Eros vesgo, pitosga, de olhos tortos
Apaixonado filho de Afrodite
Verbo cristão que paga copos
Hitler-Ghandi, com tendinite

(Quando a autoridade não é minha:
Anarquista!
Quando a escuridão se adivinha:
Artista!)

Darwin de Deus na evolução
Big Bang microscópico à luz da criação
Átomo de Jesus, molécula de Lúcifer
(vontade de homem, razão de mulher)
Nascido de dois corpos em conspiração

(No espelho do rio da vida reflectido,
Sou Narciso
Demónio encarnado, vingança sem sangue, anjo caído
Mas com siso!)

Sou o sentido paladar
Na ventura, cego e surdo
Sou fruto de um ventre de amar
Caído na terra do absurdo

Feito da matéria do vidro
Enciclopédico, mas impreciso
Sou capítulo, em páginas várias,
Do Grande Tratado do Riso

terça-feira, novembro 28, 2006

Não lamente, minha senhora, não lamente!

Não lamente, minha senhora, não lamente!
E, se lamentar,
Lamente al dente
É que a vida deve ser levada em frente,
Como as frases que lhe remeto
Nesta cantiga contente,
Deve ser da temperatura do Buda
Nem muito fria, nem muito quente
Não lamente, minha senhora, não lamente!

Não lamente, minha senhora, não lamente!
E, se lamentar,
Lamente num repente
É que a vida é p’ra ser levada em frente,
Como as frases que lhe remeto
Nesta cantiga transparente,
Deve ser maior do que esse choro
Pois dela é fruto o acidente
Não lamente, minha senhora, não lamente!

sexta-feira, novembro 24, 2006

O que é o Poema: Possibilidade II


Ataque de querido inimigo,
Infantaria de sílabas ritmadas
Avança ao ritmo do sorriso
Das quadras, baionetas afiadas

Poema que é escrito
Fatal na forma, expedito
Tiro verso que trespassando
É tiro de caneta canhão

(Bombardeia em compasso
Faz da palavra estilhaço
E aloja-se no coração)

É amor armado, e amando,
É poema obus paixão
Chega, à queima-roupa, sussurrando
Que vem de mim o comando
Para te matar à canção

quarta-feira, novembro 22, 2006

O que é o Poema: Possibilidade I

Se o poema for canto
E se for bem escrito
Dá pois graças
A quem to dê, mas dito

E se dito te for dado
Esse canto escrito
Que seja de um teu amado
E o recebas dizendo:
“Não acredito!”

Se esse teu amado
For também teu amante
Deixa que o canto escrito
Por ele dado, dito
Te cative o coração errante

terça-feira, novembro 21, 2006

A Métrica ou A revolta contra o soneto por não ter génio p’ra o escrever!

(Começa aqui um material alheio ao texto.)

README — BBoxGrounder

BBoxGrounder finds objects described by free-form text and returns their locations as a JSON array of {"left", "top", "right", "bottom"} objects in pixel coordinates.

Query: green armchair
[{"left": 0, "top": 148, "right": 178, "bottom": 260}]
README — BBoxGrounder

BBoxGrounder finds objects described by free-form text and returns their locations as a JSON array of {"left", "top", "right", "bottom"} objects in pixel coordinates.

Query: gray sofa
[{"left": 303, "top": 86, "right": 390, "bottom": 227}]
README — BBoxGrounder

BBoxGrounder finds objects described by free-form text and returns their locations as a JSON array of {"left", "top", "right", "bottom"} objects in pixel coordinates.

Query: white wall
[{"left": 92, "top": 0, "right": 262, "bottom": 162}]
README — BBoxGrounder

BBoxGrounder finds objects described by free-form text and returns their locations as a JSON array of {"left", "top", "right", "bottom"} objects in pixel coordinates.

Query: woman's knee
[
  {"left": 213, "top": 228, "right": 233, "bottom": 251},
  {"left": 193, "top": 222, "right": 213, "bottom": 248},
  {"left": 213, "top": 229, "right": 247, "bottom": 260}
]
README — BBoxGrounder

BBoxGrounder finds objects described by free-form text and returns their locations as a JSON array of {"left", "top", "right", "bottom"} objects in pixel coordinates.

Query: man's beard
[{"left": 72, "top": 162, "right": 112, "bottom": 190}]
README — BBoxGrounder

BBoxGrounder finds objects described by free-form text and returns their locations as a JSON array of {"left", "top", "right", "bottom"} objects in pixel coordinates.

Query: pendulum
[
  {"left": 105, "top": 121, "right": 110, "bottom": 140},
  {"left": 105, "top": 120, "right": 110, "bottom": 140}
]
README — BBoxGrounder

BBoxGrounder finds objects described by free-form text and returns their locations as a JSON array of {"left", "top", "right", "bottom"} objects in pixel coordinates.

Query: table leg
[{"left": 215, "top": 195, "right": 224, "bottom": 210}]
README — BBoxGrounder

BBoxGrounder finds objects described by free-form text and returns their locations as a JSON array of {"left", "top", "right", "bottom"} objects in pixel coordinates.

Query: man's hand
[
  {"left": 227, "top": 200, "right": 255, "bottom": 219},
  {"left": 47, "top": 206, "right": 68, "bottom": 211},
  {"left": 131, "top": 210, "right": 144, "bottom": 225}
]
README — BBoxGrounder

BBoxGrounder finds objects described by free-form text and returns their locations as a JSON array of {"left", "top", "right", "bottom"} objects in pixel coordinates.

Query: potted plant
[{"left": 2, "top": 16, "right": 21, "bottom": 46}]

A metro a ética, incapaz, tétrica
Virtuosa, mas caquéctica
Definição: sem estética!

(Em regrado conjunto
Os versos fazem vénia
Ao comedido assunto)

Perfilados morfemas sem graça
Trinchando fatias de presunto
Fazem poemas sandes de carcaça
No cortejo fúnebre do defunto

Infeliz retrato sem tema
Servil rebanho carrancudo
Lesma! Perdão: lema!
Vindo da voz de quem é mudo

terça-feira, novembro 07, 2006

Ao senhor!

Tome-me! Já que estou preso,
Aqui me tem!
Não sou mais do que toda a gente
Pois sou nascido de uma mãe!

Vá, desafio-o…
Planeie o meu acontecer!
Mas, aviso-o: não me solte!
Porque se há-de arrepender.

Faça de mim o que lhe aprouver
Mas, por favor, esgote-me a força…
… É que, se o meu tempo vier,
Não haverá deus que o oiça.

quarta-feira, novembro 01, 2006

Tentativa de Soneto: Ousadia!

Haja ousadia de desconfiar da forma!
Porque, e à simples regra do Destino,
Todo o ser humano se conforma
Ao que é torto como um pepino

Seja Causa um amor livre de Efeito!
Porque, e no recto trilho da Moral,
Pobre do Homem, não se sabe direito
Às turras que anda entre o Bem e o Mal

Aja, portanto, o que é natural!
Manda a vontade do inquieto animal.
Com a força do turbulento Querer

A vida, veio de água acidental,
Transbordando as margens do Dever
Implora ao Amor que seja caudal…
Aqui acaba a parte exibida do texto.